Ноги | страница 7
И Семен, вонзаясь коленями в низкую столешницу, покорно вставал.
— Нет, это невозможно! Я должна повторить свой вопрос? Господи, какого у тебя размера мозг, Шувалов? Вот такой? — И Елена Сергеевна под дружный гогот класса демонстрировала, каким должен быть мозг у такого скудоумного ученика. Ее испачканные мелом пальцы показывали кружок размером с грецкий орех. — Ну что ты молчишь? Ты можешь сказать вообще хоть что-нибудь?
Но Шувалов молчал и смотрел прямо перед собой — тупо и упрямо.
Он, конечно, безмолвно страдал оттого, что тайная его, внутренняя жизнь оставалась никому неизвестной. Даже больше — она никому не могла быть рассказана. (У Семена для этого не было подходящих слов.) В то время как Елена Сергеевна рассказывала о любви Паустовского к болотам Мещёры, он проигрывал в голове различные футбольные комбинации, и воображаемые игроки в оранжевых футболках бегали по его парте. Поднимался вверх мяч, взмывал в вышину, и игровое пространство приобретало трехмерность, безграничную открытость. Усилием мысли Семен посылал своего игрока на прорыв по флангу, одним переводом радикально меняя дислокацию сил на поле. И, усаживаясь с очередной «двойкой», он продолжал бесконечную игру.
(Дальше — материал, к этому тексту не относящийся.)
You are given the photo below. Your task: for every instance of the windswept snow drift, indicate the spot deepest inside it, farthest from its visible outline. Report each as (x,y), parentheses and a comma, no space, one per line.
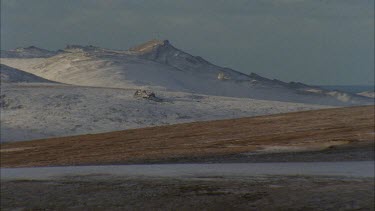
(157,65)
(96,91)
(32,111)
(12,75)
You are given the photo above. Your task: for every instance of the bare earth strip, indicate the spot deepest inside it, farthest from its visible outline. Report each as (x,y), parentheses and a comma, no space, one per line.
(300,131)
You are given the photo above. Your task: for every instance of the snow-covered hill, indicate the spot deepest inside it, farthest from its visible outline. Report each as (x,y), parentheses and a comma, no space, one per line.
(42,110)
(12,75)
(370,94)
(157,65)
(28,52)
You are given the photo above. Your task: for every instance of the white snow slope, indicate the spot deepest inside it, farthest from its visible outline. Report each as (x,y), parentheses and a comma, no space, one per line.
(99,86)
(33,110)
(12,75)
(157,65)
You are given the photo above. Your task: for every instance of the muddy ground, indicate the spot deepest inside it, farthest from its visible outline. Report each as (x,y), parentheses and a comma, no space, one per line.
(324,129)
(100,192)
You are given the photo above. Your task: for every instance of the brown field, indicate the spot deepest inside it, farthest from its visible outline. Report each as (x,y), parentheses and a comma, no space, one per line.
(308,130)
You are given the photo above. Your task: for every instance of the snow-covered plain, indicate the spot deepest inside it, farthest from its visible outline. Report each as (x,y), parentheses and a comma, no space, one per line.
(95,91)
(41,110)
(236,170)
(157,65)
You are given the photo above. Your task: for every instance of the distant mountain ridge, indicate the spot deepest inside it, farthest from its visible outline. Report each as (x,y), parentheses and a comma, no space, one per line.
(158,65)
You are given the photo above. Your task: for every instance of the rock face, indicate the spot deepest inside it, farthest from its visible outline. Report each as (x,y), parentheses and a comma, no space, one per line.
(145,94)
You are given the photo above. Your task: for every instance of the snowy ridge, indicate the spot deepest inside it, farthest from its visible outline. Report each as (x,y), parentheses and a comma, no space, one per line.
(158,65)
(28,52)
(12,75)
(33,111)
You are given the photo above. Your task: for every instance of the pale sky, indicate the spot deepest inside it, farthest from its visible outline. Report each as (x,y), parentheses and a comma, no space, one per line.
(322,42)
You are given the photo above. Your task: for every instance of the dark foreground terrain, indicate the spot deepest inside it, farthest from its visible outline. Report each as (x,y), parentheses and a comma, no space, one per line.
(339,134)
(98,192)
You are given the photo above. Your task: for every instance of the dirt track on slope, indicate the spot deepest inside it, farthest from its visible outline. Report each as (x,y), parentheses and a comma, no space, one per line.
(308,130)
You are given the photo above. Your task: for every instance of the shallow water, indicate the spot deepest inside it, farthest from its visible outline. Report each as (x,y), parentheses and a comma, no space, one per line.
(347,169)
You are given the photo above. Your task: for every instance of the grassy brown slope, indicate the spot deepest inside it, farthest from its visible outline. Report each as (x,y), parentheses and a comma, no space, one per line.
(223,137)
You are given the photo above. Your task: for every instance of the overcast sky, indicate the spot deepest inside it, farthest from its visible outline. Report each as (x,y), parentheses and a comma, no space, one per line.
(311,41)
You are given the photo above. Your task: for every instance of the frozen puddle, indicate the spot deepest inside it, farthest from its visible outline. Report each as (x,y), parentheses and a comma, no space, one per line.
(347,169)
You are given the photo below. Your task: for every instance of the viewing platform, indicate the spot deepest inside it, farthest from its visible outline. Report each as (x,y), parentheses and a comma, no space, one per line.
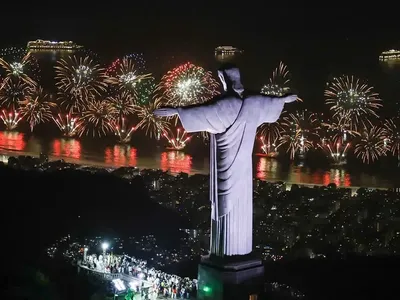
(111,276)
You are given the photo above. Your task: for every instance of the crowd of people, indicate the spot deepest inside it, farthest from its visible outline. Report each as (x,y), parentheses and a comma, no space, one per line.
(152,282)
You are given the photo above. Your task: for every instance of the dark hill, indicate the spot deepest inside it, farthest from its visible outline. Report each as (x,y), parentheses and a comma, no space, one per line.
(39,207)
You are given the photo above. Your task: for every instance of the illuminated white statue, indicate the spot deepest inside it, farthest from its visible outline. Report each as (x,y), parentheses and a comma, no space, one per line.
(232,120)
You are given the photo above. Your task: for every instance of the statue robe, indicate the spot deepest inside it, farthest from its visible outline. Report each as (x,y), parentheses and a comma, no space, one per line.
(233,123)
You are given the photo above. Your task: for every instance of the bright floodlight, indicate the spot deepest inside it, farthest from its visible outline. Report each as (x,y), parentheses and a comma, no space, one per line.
(119,284)
(104,246)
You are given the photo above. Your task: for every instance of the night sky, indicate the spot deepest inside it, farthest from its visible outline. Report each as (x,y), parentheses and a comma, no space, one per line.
(316,42)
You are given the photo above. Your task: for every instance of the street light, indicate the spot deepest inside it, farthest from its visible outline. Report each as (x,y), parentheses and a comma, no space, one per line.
(119,286)
(84,254)
(104,246)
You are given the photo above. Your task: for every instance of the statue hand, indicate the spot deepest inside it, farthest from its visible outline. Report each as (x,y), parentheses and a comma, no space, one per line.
(165,112)
(290,98)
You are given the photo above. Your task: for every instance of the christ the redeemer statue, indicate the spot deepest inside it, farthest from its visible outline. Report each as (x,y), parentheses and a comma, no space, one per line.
(232,120)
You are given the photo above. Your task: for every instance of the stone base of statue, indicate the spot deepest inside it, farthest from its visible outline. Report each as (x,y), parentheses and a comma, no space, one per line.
(230,278)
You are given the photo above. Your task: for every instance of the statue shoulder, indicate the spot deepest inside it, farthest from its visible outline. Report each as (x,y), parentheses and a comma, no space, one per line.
(230,100)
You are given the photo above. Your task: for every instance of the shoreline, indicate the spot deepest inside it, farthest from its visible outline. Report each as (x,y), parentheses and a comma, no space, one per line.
(103,165)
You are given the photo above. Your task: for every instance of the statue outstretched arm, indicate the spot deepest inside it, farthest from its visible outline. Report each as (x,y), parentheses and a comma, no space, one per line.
(271,107)
(201,117)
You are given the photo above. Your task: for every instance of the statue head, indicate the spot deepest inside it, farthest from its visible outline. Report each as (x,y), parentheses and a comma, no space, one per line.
(230,79)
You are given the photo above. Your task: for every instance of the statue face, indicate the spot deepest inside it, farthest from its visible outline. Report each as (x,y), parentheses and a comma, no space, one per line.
(222,79)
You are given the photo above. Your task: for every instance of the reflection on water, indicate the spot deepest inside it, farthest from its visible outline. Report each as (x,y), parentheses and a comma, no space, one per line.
(12,141)
(121,155)
(69,148)
(268,169)
(97,153)
(176,162)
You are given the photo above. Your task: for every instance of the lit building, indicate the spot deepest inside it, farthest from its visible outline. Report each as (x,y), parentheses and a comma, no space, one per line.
(390,55)
(223,53)
(52,45)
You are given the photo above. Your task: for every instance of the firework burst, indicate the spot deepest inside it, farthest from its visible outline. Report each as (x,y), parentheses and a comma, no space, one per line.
(269,136)
(145,90)
(121,130)
(37,108)
(96,119)
(79,80)
(304,121)
(154,126)
(392,127)
(371,145)
(126,77)
(350,98)
(335,150)
(338,128)
(13,92)
(187,84)
(295,143)
(10,119)
(68,125)
(122,104)
(299,132)
(177,141)
(279,82)
(19,66)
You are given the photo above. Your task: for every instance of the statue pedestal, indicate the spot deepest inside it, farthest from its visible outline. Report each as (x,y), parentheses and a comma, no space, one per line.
(220,280)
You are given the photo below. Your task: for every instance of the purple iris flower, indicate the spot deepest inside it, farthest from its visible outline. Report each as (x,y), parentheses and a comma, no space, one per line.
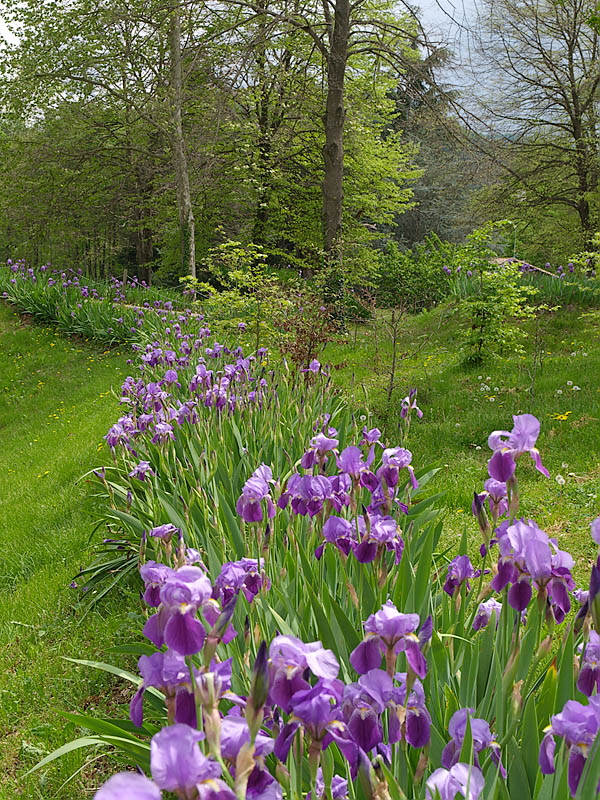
(320,445)
(481,735)
(165,532)
(337,531)
(245,575)
(317,710)
(393,460)
(154,575)
(177,765)
(389,632)
(289,659)
(339,787)
(596,530)
(163,432)
(350,461)
(462,779)
(528,555)
(522,439)
(141,470)
(168,673)
(410,404)
(501,467)
(460,570)
(484,613)
(589,674)
(340,488)
(256,489)
(131,785)
(378,533)
(309,493)
(116,435)
(370,436)
(235,734)
(578,725)
(176,623)
(365,702)
(497,493)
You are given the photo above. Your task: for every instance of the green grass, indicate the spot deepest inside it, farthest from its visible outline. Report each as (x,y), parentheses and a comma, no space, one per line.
(55,407)
(458,415)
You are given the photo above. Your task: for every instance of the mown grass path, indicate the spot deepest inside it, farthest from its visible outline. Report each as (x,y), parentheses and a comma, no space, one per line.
(557,378)
(55,407)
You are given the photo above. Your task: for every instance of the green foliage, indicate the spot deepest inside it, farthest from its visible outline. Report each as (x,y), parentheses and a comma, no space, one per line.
(496,302)
(412,280)
(55,407)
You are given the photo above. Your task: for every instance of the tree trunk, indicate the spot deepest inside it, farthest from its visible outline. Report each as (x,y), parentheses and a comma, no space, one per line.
(182,178)
(333,151)
(144,252)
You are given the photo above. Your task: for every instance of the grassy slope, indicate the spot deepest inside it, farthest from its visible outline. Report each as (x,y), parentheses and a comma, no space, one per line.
(55,406)
(459,415)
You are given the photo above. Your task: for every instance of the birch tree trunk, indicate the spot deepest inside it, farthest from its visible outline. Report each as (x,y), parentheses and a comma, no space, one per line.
(333,150)
(180,165)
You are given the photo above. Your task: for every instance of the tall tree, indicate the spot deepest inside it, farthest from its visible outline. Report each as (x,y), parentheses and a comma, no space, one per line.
(537,90)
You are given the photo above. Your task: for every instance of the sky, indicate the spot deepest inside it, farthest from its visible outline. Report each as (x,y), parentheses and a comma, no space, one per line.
(447,20)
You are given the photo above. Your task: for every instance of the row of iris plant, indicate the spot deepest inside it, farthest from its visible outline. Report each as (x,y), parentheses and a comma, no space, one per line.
(308,632)
(111,312)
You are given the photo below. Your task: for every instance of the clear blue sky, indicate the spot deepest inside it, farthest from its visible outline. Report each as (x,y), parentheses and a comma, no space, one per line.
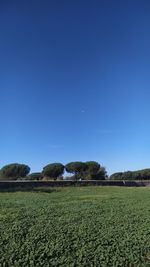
(75,82)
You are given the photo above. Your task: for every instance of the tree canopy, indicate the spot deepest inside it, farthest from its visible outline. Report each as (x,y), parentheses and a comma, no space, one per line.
(14,171)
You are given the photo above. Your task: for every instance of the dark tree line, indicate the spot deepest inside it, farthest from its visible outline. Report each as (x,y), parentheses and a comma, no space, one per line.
(131,175)
(90,170)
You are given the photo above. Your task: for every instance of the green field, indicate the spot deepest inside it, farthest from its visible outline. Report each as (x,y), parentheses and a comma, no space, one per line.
(80,226)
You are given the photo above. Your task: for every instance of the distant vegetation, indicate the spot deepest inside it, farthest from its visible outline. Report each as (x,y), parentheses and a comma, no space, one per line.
(90,170)
(131,175)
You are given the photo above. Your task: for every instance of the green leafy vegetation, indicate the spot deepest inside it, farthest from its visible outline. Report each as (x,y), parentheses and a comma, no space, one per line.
(83,226)
(132,175)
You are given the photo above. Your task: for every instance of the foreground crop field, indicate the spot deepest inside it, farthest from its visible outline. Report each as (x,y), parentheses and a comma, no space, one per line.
(84,226)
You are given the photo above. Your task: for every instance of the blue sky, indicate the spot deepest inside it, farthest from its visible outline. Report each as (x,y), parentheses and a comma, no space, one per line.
(75,82)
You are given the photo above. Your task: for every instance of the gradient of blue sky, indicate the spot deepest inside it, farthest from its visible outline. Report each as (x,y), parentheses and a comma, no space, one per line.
(75,82)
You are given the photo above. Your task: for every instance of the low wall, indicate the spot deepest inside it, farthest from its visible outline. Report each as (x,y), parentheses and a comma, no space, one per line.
(14,184)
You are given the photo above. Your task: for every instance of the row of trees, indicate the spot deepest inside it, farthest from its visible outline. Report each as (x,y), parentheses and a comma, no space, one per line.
(89,170)
(131,175)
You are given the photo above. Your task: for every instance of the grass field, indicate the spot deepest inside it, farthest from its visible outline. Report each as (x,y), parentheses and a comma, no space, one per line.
(80,226)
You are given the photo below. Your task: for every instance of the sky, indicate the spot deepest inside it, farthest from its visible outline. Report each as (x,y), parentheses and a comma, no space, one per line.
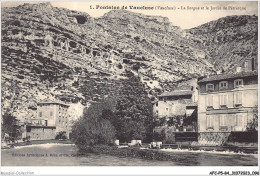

Результат всех предпринятых Еленой Сергеевной «шоковых мер» был один: одноклассники свыклись с мыслью о шуваловской неполноценности, и Семен занял в классе особое положение.
В каждом классе непременно находится своя жертва, ей достаточно отличаться от всех остальных хоть какой-нибудь особенностью: толщиной, худосочностью, слабостью, лопоухостью. Раз и навсегда выбранная жертва позволяет творить над собой всякие беззакония: можно играть в футбол ее мешочком со сменной обувью, или сдергивать с нее пиджак, или безнаказанно пачкать ее мелом. Хорош в роли жертвы слабак, который сам зачастую соглашается быть общеклассным шутом и дураком: то замяукает по вашей просьбе, то залает, то выкинет еще что-нибудь в присутствии учителей.
Но вот только Семен не отличался ни безропотностью, ни готовностью прикинуться шутом. Глотку он мог заткнуть при желании любому и любого принудить к почтительному, молчаливому уважению. Но он попросту отсутствовал, он не соприкасался с остальными, не нуждался в них, был от них свободен. Его подлинная жизнь происходила где-то вдалеке, за пределами школы, за пределами круга одноклассников; и все эти соседи по парте не вызывали в нем никаких чувств.
Настоящая жизнь начиналась на пустыре, расположенном между банно-прачечным комбинатом и железной дорогой. Он бежал сюда после уроков. Часами, до самой темноты, над полем висело густое облако пыли, мелькали ноги, раздавались крики и ругань.